Oggi | 13 settembre 2017 17:54

L'export toscano continua la corsa (+8,8%)

Le esportazioni toscane proseguono la corsa avviata all'inizio del 2017 , e al giro di boa di metà anno segnano +8,8% rispetto al primo semestre 2016.

I dati, resi noti oggi dall'Istat, fanno della Toscana una delle regioni che danno il maggior contributo alla crescita tendenziale dell'export nazionale (+8%), insieme con Lombardia, Piemonte, Emilia-Romagna, Veneto e Lazio. L'andamento dell'export toscano è in linea con quello dell'Italia centrale, mentre l'Italia nord-occidentale fa ancora meglio (+9,1%) e quella nord-orientale si ferma a +5,6%. Il Mezzogiorno segna +9,5%.

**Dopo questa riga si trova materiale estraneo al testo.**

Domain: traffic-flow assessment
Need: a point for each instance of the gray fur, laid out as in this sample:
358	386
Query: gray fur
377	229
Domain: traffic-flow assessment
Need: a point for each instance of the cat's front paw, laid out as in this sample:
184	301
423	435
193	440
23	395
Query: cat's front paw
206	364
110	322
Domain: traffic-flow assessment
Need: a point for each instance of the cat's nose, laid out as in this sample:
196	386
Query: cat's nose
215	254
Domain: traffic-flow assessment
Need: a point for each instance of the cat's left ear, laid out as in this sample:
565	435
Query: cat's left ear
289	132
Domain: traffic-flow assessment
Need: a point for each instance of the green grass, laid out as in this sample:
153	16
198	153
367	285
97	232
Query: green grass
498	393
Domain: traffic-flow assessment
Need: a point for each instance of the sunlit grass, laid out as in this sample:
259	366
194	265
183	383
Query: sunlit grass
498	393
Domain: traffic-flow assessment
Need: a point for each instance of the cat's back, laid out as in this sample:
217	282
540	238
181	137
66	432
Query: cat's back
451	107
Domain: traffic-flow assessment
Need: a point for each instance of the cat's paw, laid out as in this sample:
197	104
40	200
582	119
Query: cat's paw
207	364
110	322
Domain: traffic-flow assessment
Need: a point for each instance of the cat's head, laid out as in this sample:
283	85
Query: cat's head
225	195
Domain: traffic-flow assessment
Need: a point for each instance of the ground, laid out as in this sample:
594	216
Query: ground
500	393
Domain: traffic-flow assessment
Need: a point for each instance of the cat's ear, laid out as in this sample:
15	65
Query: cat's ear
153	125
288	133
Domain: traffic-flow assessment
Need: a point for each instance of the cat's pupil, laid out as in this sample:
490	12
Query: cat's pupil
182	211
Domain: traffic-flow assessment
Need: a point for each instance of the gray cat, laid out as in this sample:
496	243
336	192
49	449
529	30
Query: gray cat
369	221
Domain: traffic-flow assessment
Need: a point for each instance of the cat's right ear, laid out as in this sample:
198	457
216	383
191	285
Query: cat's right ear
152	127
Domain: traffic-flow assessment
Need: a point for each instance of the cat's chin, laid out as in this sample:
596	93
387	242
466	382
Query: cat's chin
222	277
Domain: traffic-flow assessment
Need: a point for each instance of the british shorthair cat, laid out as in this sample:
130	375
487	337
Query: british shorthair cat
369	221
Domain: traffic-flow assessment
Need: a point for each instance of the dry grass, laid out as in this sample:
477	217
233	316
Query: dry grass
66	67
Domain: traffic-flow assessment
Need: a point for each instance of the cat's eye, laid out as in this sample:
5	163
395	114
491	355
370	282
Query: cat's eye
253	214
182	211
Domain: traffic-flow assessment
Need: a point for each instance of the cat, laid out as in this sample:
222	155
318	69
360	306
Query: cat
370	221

A trainare le vendite all'estero della Toscana sono stati sia i mercati europei (+7,5%) che quelli extraeuropei (+9,9%). Tra i settori più performanti spicca la farmaceutica, capace di fare un balzo del 98,1%. In frenata invece i prodotti tessili (-4,6%) e i metalli di base (-15,9%), spia della crisi della siderurgia che affligge Piombino. Bene l'estrattivo (+35,9%), l'abbigliamento (+11,4%) e la pelletteria (+9,6%).

Nonostante la crisi di Piombino, segna un dinamica brillante la provincia di Livorno (+47% l'export nei primi sei mesi dell'anno), ma il dato si spiega con le automobili in partenza dal porto (+50,7%) e con il boom di prodotti petroliferi raffinati (+558%).